We’re now 13 days into the Russia-Ukraine conflict, and neither side shows signs of abating. Following this lead, neither do commodity charts. Two charts encapsulate the unprecedented of this conflict and will be contributing to the stagflation environment we are heading toward or already in. Let’s dive in.
The first chart is the front month diesel crack spread. What is that? It’s the front-trading contract of diesel fuel multiplied by 42 gallons minus the price of crude oil per barrel. As you can see, just a short while ago we broke in the New Year of 2022, and it was trading just above $20/barrel. Today it is trading over $57/barrel. What this means is that if crude oil were to stay at the same level, diesel fuel is trading 88 cents higher on a relative basis than 3 months ago. Why is this happening? Yesterday, European natural gas prices hit the equivalent of $600/barrel as Russia threatens to shut off natural gas shipments to Europe. This compares to Brent crude oil which currently trades at $129/barrel. As a result, diesel fuel is in extremely high demand as a replacement fuel for natural gas at combined-cycle natural gas powerplants. This is good news for refineries because the higher the diesel crack spread is, the more money they make when cracking crude into diesel fuel.
Refineries last week in the United States were operating at 87.7% capacity to take advantage of these higher crack spreads. Over the next few months, European demand for diesel fuel is going to compete with the United States. This could keep our crack spreads propped up for longer and keep a floor on diesel prices. Diesel prices since the beginning of 2022 have risen from $2.30/gallon to $4.32/gallon at writing, an 87% increase.
The second chart is the wheat futures contract. Why am I talking about wheat? Ukraine and Russia are responsible for about 28% of the world’s wheat exports. With Ukraine’s territory engaged in a war and Russian financial assets prevented from doing much international business, wheat prices have soared from over $700/bushel to $1300/bushel since the beginning of the year. This 85% rally in wheat prices is bound to increase food prices that the consumer will ultimately have to pay.

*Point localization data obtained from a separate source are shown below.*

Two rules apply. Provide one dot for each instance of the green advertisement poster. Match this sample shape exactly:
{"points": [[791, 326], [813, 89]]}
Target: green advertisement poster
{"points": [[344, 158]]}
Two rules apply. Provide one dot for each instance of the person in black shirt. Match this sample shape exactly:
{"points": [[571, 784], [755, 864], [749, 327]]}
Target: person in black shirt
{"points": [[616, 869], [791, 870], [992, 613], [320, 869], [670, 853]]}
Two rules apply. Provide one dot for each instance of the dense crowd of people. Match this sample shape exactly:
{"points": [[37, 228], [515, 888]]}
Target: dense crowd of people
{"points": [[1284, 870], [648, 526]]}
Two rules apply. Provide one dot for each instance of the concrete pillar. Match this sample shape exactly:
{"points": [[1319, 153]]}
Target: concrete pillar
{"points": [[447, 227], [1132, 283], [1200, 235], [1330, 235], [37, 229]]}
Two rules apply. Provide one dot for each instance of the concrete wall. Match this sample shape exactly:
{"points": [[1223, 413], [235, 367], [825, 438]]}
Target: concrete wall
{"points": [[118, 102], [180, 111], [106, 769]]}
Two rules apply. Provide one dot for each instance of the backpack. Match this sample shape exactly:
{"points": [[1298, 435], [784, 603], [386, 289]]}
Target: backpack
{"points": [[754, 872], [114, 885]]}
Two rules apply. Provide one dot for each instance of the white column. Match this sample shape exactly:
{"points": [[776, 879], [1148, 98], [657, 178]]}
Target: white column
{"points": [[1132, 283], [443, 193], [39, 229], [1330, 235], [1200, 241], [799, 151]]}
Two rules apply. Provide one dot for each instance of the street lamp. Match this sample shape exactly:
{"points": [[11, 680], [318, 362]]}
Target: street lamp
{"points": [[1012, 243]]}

With the 85%+ rally in diesel and wheat prices since the start of the year, we’re entering a period of stagflation. This means that growth is slowing in inflation is growing. Global growth and demand will slow down because input costs are rising which also drives inflation up. Unfortunately, unless we get a hasty ceasefire and both Ukraine (and NATO) and Russia come to the negotiating table, the long-term effects are going to be devastating for food and energy inflation.